The April-June period saw the Nifty lose nearly 10 percent of its value as a weak macroeconomic background led by soaring input costs had investors fearing a sharp deterioration in profitability and a downgrade to earnings estimate for 2022-23.
A quick glance at the earnings of Nifty50 companies which have announced their June quarter results shows that investors’ fears might have been overdone even though results have not been spectacular.
“Results have been far better than what people thought. Barring commodity companies, there has not been too big an impact on margins… companies have been able to pass on costs,” a Mumbai-based fund manager said on condition of anonymity.
In terms of beats and misses, it is a mixed bag but the optimists would be relieved to see that companies with estimate-beating earnings have not fallen off a cliff from the previous quarter when more than half of Nifty companies beat analysts' expectations.
Of the 31 companies part of the Nifty50 index that announced their earnings as of July 29, 14 managed to beat Bloomberg consensus estimate of their net profit, while 14 failed to meet the consensus view.
Leaders and laggards
The sector with most earnings beating estimates has been financial services, with ICICI Bank, Axis Bank, Bajaj Finance and HDFC Bank clocking higher profits than what the Street expected.
Information technology (IT) companies, however, saw the highest number of “misses” in the June quarter led by Infosys, Tata Consultancy Services and HCL Technologies.
High wage costs and cross-currency headwinds saw IT sector profits take a knock in the June quarter.
“[Tech] management commentaries in 1QFY23 have turned cautious, acknowledging a headwind from ongoing global macro-economic challenges, supply-side disruptions due to geopolitical tensions and supply-side issues,” Nomura Financial Advisory and Securities India said in a note.
The surprise package of the earnings, so far, has been Tata Steel. The company was expected to report weak earnings owing to the government’s move to curb exports and a decline in global steel prices.
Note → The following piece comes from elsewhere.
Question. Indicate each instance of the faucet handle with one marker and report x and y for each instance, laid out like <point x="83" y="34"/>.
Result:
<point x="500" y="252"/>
However, the Tata group company managed to sharply beat Street’s estimate driven by its European steel business.
What lies ahead?
If the resilience of the Nifty companies continues when the earnings season wraps up in another fortnight, money managers believe it may further fuel optimism among investors for the remainder of the year.
Benchmark indices have already surged nearly 10 percent in the past month and are on the verge of erasing losses for the calendar year.
According to a recent Moneycontrol survey, the majority of the fund managers expect corporate earnings to grow by 10-15 percent in 2022-23 and they also expect the second half of 2022 to be positive.
“We believe Q2 will be similar to Q1, however, second half results should be much better than the first half of FY23,” said Arpit Shah, director and co-fund manager at Care Portfolio Managers.